Is there any method to guarantee transaction from the user end

Since MongoDB does not support transactions, is there any way to guarantee transaction?
What do you mean by "guarantee transaction"?
There are two conepts in MongoDB that are similar;
Atomic operations
Using safe mode / getlasterror ...
http://www.mongodb.org/display/DOCS/Last+Error+Commands
If you simply need to know if there was an error when you run an update for example you can use the getlasterror command, from the docs ...
getlasterror is primarily useful for
write operations (although it is set
after a command or query too). Write
operations by default do not have a
return code: this saves the client
from waiting for client/server
turnarounds during write operations.
One can always call getLastError if
one wants a return code.
If you're writing data to MongoDB on
multiple connections, then it can
sometimes be important to call
getlasterror on one connection to be
certain that the data has been
committed to the database. For
instance, if you're writing to
connection # 1 and want those writes to
be reflected in reads from connection #2, you can assure this by calling getlasterror after writing to
connection # 1.
Alternatively, you can use atomic operations for cases where you need to increment a value for example (like an upvote, etc.) more about that here:
http://www.mongodb.org/display/DOCS/Atomic+Operations
As a side note, MySQL's default storage engine doesn't have transaction either! :)

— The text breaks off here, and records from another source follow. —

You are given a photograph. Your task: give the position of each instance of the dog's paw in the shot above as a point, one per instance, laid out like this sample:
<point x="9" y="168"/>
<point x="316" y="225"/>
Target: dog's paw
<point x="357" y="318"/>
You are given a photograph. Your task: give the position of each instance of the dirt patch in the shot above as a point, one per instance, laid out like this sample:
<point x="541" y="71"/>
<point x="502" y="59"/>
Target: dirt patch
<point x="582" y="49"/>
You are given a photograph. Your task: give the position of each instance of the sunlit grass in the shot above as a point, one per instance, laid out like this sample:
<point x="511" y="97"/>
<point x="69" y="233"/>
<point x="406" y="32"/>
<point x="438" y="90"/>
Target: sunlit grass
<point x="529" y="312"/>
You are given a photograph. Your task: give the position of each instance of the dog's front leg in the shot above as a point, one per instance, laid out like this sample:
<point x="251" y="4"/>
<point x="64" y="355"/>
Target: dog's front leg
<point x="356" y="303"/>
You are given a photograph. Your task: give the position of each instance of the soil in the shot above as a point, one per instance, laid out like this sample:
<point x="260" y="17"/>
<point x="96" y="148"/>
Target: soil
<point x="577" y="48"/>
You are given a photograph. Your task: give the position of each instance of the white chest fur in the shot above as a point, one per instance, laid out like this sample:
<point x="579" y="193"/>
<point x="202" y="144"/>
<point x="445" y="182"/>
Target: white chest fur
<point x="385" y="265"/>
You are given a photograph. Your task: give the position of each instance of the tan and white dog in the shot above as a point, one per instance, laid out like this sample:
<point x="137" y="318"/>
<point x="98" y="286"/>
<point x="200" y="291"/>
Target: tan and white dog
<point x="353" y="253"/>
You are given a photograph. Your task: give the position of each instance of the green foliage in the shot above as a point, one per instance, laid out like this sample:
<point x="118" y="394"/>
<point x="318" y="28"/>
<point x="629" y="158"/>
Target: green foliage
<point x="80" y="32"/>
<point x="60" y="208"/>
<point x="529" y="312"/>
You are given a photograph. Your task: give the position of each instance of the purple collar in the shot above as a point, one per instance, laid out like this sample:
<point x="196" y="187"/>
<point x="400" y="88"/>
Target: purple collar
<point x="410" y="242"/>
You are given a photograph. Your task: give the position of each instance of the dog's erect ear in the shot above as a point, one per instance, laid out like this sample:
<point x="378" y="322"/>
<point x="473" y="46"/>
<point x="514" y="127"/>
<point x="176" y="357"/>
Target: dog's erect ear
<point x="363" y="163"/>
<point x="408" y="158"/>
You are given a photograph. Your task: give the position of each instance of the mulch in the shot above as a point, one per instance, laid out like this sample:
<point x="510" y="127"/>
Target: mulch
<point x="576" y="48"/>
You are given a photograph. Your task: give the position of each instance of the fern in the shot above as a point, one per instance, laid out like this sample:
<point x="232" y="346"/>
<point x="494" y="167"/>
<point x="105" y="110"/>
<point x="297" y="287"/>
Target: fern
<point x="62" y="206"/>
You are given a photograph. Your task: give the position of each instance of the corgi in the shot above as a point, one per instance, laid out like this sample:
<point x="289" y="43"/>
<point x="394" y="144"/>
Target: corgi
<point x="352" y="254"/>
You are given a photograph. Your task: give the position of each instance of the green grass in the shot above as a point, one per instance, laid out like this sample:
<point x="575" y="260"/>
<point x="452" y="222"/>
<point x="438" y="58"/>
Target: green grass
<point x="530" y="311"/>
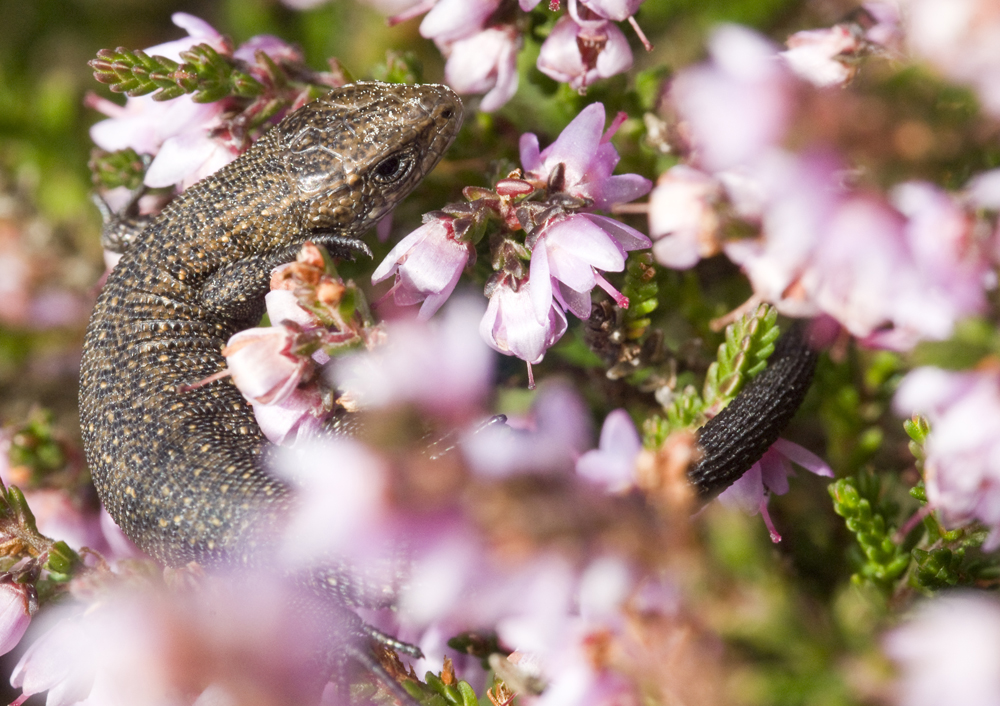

http://dev.mysql.com/doc/refman/5.1/en/myisam-storage-engine.html
MongoDB only supports atomic operations. There is no ways implement transaction in the sense of ACID on top of MongoDB. Such a transaction support must be implemented in the core. But you will never see full transaction support due to the CARP theorem. You can not have speed, durability and consistency at the same time.
I think ti's one of the things you choose to forego when you choose a NoSQL solution.
If transactions are required, perhaps NoSQL is not for you. Time to go back to ACID relational databases.
Unfortunately MongoDB does't support transaction out of the box, but actually you can implement ACID optimistic transactions on top on it. I wrote an example and some explanation on a GitHub page.